Bielefeld. Deutschland entwickelt sich wirtschaftlich zur Zweiklassengesellschaft. Der traditionell starke Süden hängt die anderen Regionen immer weiter ab. Dieses ist eines der zentralen Ergebnisse, die die Schweizer Denkfabrik Prognos in ihrem Zukunftsatlas 2010 aufzeigt. Sechs der sieben Städte und Kreise, denen Prognos "Top-Zukunftschancen" attestiert, sind in Bayern und Baden-Württemberg. Der siebte Spitzenstandort ist Frankfurt am Main.
"Die fahren jetzt die Rendite ihrer jahrzehntelangen Wirtschaftspolitik ein", sagt Christian Böllhoff (46), geschäftsführender Gesellschafter der Prognos AG. Das nördliche Ruhrgebiet, das in alten Strukturen verharre, "wird jetzt so richtig abgehängt", erläutert der Bielefelder Unternehmersohn, dessen Brüder den Verbindungstechnikhersteller Böllhoff führen.

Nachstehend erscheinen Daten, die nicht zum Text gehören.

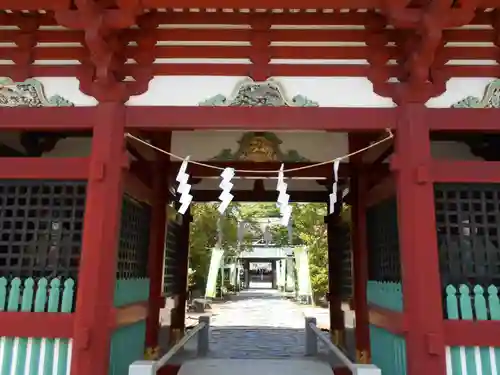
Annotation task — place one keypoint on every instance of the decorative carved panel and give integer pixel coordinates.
(268, 93)
(259, 147)
(484, 145)
(490, 99)
(262, 146)
(29, 93)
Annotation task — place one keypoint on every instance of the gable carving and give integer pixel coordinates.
(490, 99)
(259, 147)
(29, 93)
(256, 94)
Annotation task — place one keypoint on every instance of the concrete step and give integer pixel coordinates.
(288, 366)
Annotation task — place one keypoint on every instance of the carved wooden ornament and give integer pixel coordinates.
(490, 99)
(29, 93)
(259, 146)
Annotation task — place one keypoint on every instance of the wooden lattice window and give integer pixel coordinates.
(383, 241)
(170, 270)
(468, 226)
(41, 224)
(134, 239)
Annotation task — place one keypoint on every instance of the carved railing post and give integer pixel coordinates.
(94, 316)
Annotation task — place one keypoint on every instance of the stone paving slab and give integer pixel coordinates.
(256, 324)
(251, 367)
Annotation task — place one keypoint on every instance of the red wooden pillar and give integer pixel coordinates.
(418, 243)
(159, 201)
(359, 192)
(337, 333)
(178, 313)
(96, 279)
(360, 266)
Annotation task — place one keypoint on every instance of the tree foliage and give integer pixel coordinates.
(308, 227)
(204, 237)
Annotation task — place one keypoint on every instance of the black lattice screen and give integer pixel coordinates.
(173, 232)
(342, 236)
(468, 226)
(383, 241)
(134, 239)
(41, 225)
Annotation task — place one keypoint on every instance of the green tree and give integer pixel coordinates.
(308, 227)
(204, 237)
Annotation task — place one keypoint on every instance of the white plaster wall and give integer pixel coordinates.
(74, 147)
(68, 88)
(458, 89)
(444, 150)
(327, 91)
(204, 145)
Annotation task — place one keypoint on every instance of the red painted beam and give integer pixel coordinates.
(320, 171)
(242, 52)
(392, 321)
(464, 171)
(264, 4)
(471, 333)
(47, 118)
(266, 196)
(44, 168)
(36, 324)
(238, 35)
(35, 4)
(263, 118)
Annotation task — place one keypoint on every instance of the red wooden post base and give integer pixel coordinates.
(96, 280)
(418, 244)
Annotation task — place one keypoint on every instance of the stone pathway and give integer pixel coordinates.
(252, 367)
(257, 324)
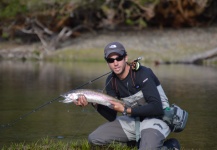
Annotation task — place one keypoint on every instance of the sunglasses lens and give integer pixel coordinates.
(111, 60)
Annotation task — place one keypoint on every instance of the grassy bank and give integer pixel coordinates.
(50, 144)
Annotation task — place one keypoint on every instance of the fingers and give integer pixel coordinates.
(82, 101)
(117, 106)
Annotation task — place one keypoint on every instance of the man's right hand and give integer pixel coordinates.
(82, 101)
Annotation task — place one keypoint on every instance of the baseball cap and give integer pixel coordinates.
(114, 47)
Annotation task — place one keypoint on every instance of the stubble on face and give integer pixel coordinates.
(118, 67)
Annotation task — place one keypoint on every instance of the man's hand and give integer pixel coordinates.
(82, 101)
(117, 106)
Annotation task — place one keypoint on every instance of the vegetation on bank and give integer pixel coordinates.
(47, 144)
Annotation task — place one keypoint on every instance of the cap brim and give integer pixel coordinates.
(114, 51)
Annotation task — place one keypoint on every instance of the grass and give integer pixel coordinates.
(47, 143)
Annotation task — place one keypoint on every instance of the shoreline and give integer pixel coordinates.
(152, 44)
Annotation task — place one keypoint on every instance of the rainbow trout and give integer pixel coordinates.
(91, 96)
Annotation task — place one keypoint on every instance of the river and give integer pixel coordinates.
(25, 86)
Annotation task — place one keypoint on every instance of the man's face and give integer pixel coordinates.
(117, 63)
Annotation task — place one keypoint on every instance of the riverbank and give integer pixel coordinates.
(152, 44)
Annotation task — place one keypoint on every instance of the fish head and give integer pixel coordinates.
(69, 98)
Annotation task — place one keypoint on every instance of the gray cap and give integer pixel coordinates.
(114, 47)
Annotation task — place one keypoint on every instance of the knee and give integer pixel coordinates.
(93, 139)
(151, 139)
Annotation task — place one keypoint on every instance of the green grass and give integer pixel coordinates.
(48, 144)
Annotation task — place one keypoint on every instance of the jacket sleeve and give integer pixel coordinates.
(105, 111)
(153, 106)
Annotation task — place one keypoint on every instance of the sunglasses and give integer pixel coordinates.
(111, 60)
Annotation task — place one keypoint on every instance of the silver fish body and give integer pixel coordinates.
(91, 96)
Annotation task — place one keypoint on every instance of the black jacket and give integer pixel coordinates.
(143, 79)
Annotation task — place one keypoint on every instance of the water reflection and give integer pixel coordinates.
(27, 85)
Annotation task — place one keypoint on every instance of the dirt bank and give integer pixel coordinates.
(152, 44)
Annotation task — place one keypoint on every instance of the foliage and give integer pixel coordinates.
(9, 9)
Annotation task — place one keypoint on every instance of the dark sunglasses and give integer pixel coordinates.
(111, 60)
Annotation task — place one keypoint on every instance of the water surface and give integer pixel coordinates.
(25, 86)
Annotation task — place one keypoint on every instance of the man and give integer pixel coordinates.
(144, 101)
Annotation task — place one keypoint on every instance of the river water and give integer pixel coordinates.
(25, 86)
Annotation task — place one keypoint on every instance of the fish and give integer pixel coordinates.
(92, 96)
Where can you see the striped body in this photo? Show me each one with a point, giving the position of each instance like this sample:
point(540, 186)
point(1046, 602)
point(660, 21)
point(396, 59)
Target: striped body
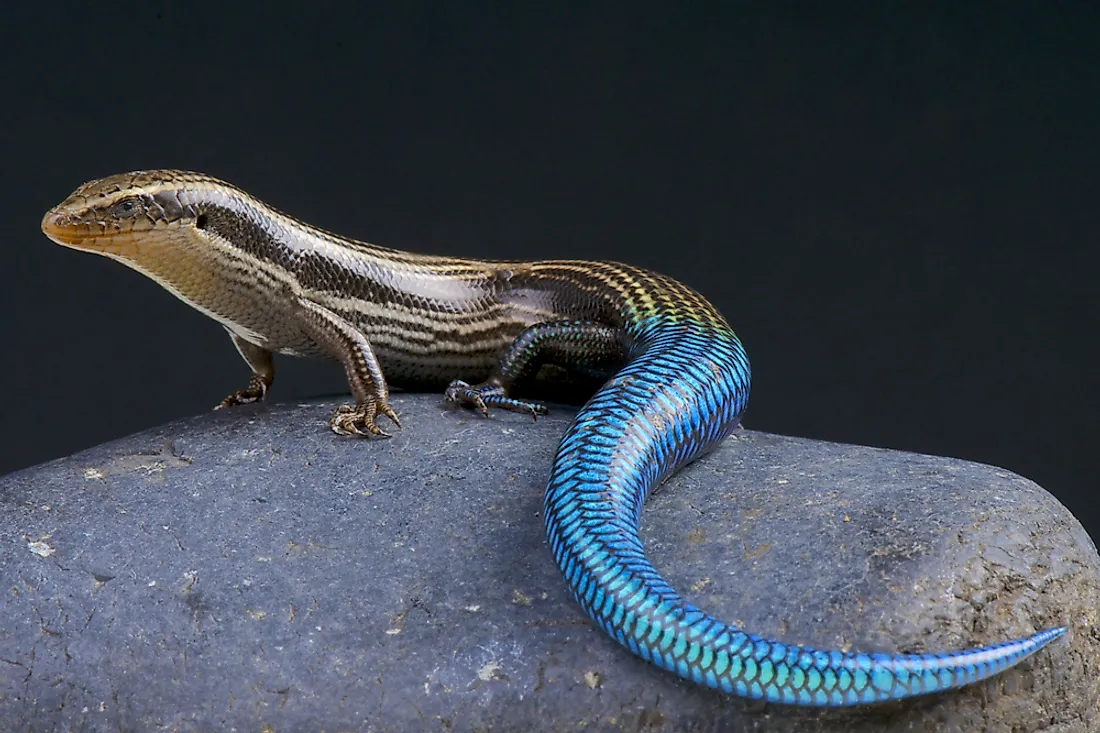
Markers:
point(672, 376)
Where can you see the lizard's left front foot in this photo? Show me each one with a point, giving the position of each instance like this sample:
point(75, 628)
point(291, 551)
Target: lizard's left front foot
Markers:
point(359, 419)
point(485, 395)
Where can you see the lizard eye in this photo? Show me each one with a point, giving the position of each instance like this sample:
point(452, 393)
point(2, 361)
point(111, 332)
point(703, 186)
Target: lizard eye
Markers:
point(124, 208)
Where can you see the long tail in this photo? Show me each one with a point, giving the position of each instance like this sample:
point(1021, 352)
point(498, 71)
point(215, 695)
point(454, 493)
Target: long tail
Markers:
point(679, 397)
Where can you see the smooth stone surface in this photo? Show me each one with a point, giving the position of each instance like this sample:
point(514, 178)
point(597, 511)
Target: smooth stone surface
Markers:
point(248, 568)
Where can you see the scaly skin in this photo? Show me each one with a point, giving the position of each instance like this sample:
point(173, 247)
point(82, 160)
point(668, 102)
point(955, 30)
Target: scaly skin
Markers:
point(674, 381)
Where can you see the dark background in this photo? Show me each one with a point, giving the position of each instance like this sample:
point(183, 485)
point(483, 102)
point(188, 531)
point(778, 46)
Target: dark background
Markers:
point(897, 208)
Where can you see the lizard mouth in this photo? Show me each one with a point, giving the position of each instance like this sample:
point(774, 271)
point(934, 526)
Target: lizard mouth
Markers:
point(59, 228)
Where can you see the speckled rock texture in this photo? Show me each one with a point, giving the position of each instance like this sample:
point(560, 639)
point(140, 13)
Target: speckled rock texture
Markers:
point(250, 570)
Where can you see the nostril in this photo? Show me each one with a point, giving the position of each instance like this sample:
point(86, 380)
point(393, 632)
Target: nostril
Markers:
point(52, 220)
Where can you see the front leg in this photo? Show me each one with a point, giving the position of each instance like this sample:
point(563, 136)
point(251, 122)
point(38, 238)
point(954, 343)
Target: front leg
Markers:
point(345, 342)
point(574, 345)
point(263, 372)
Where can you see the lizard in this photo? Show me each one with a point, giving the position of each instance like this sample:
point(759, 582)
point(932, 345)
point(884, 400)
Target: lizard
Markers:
point(672, 381)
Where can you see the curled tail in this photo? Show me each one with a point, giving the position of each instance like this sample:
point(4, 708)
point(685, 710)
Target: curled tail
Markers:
point(682, 394)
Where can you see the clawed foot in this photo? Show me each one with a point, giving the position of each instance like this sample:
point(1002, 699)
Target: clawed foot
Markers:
point(255, 392)
point(359, 419)
point(483, 396)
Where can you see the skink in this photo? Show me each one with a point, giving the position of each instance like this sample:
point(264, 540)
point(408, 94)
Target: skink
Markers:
point(671, 380)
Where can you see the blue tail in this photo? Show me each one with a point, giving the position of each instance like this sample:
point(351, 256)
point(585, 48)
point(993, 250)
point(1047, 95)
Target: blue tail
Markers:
point(684, 392)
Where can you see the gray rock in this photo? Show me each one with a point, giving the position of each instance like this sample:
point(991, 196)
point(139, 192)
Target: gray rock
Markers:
point(248, 568)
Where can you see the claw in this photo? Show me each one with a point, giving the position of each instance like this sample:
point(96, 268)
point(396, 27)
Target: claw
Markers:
point(359, 419)
point(485, 395)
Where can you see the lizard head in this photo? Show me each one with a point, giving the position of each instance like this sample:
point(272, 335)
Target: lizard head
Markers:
point(119, 215)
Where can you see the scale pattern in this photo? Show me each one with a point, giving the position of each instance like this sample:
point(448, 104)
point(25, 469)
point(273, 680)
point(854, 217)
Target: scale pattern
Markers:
point(683, 393)
point(677, 383)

Prognos analysierte die Stärken und Schwächen aller 412 kreisfreien deutschen Städte und Landkreise in puncto Demografie, Arbeitsmarkt, soziale Lage & Wohlstand sowie Wettbewerb & Innovation. Die mit Abstand besten wirtschaftlichen Perspektiven hat der Großraum München. Landkreis und Stadt München liegen auf den ersten beiden Plätzen. Die Nachbarkreise Starnberg und Freising folgen auf den Plätzen 4 und 13. Nur eine Stadt in NRW, nämlich Düsseldorf, schaffte es in die zweitbeste Gruppe der 30 Standorte mit "sehr hohen Zukunftschancen". Immer mehr Regionen im Norden und Nordwesten drohe der wirtschaftliche Abstieg. Schlusslicht ist Demmin.

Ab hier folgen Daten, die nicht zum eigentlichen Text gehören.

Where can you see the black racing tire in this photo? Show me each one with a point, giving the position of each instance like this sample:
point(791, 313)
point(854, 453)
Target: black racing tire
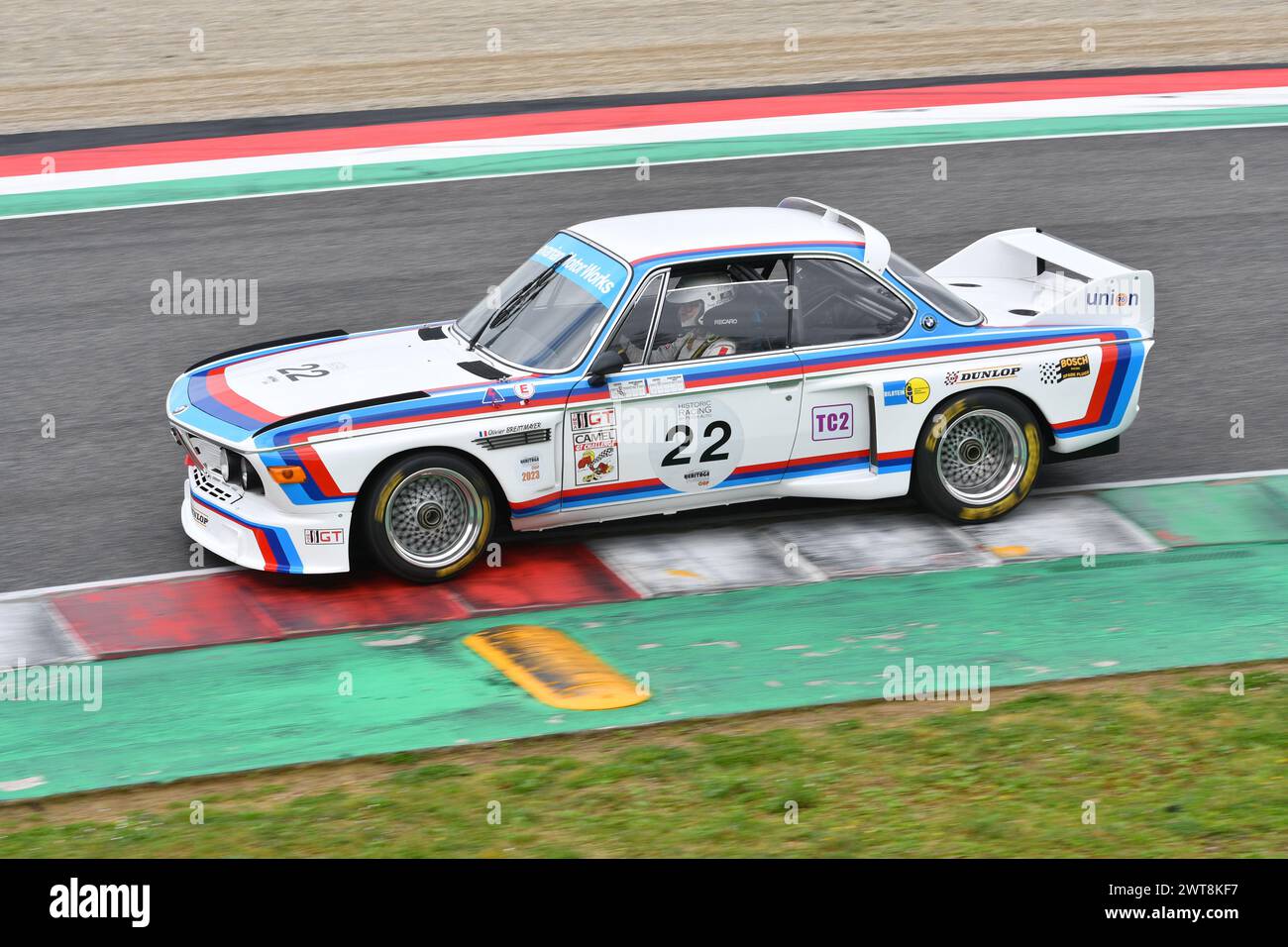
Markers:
point(977, 457)
point(428, 515)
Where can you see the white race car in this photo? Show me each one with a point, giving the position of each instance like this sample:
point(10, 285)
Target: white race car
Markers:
point(660, 363)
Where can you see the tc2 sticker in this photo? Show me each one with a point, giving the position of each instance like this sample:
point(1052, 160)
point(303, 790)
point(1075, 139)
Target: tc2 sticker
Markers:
point(832, 421)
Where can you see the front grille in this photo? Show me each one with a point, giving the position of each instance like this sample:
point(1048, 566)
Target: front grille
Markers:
point(516, 438)
point(211, 486)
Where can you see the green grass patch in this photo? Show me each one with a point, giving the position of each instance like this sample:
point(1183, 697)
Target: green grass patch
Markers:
point(1175, 764)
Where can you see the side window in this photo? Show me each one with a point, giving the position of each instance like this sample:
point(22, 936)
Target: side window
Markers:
point(721, 308)
point(836, 303)
point(631, 334)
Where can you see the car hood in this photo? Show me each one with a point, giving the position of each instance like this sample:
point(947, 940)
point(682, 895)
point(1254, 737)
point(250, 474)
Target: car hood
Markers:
point(232, 398)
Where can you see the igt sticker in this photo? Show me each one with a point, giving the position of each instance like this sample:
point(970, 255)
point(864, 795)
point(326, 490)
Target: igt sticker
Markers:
point(832, 423)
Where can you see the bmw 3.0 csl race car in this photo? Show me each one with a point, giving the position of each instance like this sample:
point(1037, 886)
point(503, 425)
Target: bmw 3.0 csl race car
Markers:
point(660, 363)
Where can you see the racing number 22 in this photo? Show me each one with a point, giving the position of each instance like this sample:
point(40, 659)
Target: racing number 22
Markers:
point(675, 459)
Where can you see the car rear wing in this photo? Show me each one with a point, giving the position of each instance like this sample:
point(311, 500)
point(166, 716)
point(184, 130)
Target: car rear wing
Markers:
point(1077, 286)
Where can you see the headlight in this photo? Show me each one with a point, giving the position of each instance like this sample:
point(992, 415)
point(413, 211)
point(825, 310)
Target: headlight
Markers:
point(246, 475)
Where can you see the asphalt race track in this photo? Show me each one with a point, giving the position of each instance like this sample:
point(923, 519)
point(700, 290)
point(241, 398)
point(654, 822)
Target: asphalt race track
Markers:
point(80, 342)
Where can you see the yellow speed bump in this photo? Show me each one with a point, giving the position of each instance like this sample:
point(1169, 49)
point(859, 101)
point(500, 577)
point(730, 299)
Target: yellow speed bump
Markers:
point(554, 669)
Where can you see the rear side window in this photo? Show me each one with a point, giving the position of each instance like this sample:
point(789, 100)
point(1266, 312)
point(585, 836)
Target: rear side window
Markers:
point(631, 337)
point(722, 308)
point(837, 303)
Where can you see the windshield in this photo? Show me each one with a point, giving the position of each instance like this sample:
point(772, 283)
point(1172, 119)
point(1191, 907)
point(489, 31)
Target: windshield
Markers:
point(935, 292)
point(545, 313)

Paderborn und Gütersloh stehen besser da
In Bielefeld (Rang 180) halten sich Chancen und Risiken die Waage. "Bielefeld ist nicht gerade die erfolgreichste Großstadt", sagt der Prognos-Regionalexperte Peter Kaiser. In OWL stehen die Kreise Paderborn (Rang 79) und Gütersloh (86) besser da. Sie liegen im NRW-Vergleich sogar auf Platz sieben und acht. Böllhoff führt dies auf innovative IT-Unternehmen und auch Bertelsmann zurück.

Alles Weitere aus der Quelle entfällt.